Baker - can you get pictures of him outside? You can stand or kneel next to him to keep him in position while somebody else takes a pic? And have the other person sitting on the ground to get a level picture.

It's tough getting good pictures anyway indoors because of the lighting issues. 

I'm only getting started in conformation classes (it's a scary new world), but something that helped from my very novice perspective was getting the rear feet back and encouraging Bertie to step forward so his body straightened out, his weight was distributed evenly and his shoulders/chest were up and out. You don't want any "hunch" - which you'd get if their feet are under them like you have in the pictures (that I can tell). 

I do think that if you want to get opinions - you want to zero in on any conformation people at the training club you train with (and I totally recommend getting with a club to train obedience, agility, field) and see if they could look him over and give you tips. Or ask them questions about their dogs and what is good or bad about them. Per one of Bertie's breeders and the teacher at the conf classes I'm taking - every dog has a fault. It's important that the handlers know what those faults are. 

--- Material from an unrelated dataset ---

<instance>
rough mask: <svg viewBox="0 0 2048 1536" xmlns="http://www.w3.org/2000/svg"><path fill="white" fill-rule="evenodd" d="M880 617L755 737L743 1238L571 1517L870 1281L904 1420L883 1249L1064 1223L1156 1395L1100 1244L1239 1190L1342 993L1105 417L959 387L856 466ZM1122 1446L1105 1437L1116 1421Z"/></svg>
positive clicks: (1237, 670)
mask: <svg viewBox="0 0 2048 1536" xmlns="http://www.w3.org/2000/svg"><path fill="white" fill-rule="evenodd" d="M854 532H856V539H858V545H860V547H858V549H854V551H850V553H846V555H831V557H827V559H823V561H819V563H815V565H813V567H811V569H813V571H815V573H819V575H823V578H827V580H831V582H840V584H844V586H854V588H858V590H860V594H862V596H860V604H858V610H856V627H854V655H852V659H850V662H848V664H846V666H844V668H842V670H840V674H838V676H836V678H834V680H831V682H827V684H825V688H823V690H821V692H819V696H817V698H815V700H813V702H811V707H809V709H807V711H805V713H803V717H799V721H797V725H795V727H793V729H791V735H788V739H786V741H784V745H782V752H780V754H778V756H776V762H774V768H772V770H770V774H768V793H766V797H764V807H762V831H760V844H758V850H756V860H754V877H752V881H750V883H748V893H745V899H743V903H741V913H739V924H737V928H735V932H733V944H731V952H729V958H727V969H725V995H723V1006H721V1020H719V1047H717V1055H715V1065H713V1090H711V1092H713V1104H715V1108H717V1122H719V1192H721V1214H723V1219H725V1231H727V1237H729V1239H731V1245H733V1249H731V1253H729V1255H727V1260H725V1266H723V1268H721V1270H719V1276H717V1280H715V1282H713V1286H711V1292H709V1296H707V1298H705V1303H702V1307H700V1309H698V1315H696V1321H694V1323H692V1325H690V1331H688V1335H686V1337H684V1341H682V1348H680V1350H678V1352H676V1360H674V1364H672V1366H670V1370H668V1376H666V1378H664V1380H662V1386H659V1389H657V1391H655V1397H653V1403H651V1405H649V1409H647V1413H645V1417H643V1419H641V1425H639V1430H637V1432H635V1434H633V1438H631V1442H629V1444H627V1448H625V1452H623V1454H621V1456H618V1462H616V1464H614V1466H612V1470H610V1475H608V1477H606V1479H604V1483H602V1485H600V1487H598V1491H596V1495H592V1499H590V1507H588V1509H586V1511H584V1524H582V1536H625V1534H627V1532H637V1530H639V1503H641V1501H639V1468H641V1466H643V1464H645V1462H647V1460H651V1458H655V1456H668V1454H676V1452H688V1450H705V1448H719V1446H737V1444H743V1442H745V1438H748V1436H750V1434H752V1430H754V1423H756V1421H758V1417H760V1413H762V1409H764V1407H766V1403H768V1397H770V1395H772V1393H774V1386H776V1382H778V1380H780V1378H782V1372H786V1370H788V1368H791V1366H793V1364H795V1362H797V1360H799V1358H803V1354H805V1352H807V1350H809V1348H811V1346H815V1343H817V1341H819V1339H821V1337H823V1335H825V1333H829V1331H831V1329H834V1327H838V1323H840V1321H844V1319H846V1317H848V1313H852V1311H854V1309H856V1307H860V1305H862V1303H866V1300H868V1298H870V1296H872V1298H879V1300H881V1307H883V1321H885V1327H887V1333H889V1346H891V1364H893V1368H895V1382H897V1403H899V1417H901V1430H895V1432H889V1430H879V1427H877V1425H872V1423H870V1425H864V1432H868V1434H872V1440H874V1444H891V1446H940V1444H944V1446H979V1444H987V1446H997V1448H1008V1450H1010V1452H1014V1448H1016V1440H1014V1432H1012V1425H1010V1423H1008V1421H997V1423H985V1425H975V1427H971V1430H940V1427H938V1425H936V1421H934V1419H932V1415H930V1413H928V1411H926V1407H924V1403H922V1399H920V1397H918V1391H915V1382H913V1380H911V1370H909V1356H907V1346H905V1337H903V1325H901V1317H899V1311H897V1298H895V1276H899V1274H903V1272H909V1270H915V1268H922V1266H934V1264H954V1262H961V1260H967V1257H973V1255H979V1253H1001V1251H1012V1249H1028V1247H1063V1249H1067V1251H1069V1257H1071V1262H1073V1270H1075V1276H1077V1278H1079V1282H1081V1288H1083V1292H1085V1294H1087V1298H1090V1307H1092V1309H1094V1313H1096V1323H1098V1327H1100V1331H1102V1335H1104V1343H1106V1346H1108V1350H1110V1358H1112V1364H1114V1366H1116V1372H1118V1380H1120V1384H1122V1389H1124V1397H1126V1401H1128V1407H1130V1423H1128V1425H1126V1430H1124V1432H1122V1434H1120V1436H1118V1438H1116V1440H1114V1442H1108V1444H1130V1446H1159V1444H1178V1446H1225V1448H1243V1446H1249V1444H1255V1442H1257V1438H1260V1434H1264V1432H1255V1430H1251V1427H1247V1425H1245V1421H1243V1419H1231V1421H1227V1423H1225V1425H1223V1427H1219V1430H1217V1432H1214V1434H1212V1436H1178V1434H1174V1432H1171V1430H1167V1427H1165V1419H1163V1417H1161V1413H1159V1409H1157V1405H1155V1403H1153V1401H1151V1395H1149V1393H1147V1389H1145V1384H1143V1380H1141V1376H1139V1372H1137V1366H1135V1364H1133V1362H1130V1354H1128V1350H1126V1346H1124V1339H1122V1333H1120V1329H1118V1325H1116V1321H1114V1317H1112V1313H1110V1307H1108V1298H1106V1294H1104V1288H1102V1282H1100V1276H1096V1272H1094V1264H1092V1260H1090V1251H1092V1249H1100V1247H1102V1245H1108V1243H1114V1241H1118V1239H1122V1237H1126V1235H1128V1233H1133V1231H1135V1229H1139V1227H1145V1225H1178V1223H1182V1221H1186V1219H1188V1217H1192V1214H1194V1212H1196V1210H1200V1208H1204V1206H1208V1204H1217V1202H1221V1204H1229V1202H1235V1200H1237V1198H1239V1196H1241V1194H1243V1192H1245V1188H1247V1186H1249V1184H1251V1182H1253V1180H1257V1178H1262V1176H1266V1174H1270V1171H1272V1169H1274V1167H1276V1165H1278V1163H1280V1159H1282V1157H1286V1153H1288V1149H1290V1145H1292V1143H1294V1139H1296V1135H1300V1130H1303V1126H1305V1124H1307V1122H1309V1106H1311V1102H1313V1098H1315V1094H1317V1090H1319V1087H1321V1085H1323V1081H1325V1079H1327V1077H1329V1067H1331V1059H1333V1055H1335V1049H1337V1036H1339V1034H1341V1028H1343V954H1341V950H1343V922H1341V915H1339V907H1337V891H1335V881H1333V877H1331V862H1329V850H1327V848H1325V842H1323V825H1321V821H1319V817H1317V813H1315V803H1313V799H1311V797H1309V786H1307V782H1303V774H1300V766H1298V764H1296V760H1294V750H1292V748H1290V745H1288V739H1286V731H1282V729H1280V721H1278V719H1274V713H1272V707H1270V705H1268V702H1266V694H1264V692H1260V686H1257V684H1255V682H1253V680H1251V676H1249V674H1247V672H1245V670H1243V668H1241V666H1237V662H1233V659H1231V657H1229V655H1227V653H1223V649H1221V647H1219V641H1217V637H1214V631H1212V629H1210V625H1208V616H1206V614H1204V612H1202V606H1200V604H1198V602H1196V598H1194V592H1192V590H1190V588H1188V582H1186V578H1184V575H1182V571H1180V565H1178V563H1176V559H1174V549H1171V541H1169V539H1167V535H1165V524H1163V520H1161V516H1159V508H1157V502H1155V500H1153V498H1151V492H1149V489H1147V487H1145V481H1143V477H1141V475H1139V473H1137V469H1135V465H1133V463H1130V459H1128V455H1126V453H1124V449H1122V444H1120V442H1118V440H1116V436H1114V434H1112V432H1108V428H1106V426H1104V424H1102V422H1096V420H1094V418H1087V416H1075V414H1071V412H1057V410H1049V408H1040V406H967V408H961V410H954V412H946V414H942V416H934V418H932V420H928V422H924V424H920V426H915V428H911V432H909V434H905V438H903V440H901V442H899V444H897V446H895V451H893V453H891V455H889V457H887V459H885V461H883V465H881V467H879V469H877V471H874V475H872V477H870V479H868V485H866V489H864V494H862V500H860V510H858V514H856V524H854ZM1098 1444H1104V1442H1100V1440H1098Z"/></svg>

The other thing - some golden boys don't fill out completely until they are 2-3 years old. 

Good luck and have fun<:


----------



## K9-Design (Jan 18, 2009)

His biggest fault is that he needs a better photographer


----------



## Baker (May 24, 2013)

K9-Design said:


> His biggest fault is that he needs a better photographer


I completely agree lol


----------



## Baker (May 24, 2013)

Megora said:


> Baker - can you get pictures of him outside? You can stand or kneel next to him to keep him in position while somebody else takes a pic? And have the other person sitting on the ground to get a level picture.
> 
> It's tough getting good pictures anyway indoors because of the lighting issues.
> 
> ...


I'll definitely try getting him outdoors, if I can get him still enough to take anymore. Thank you all for your advice


----------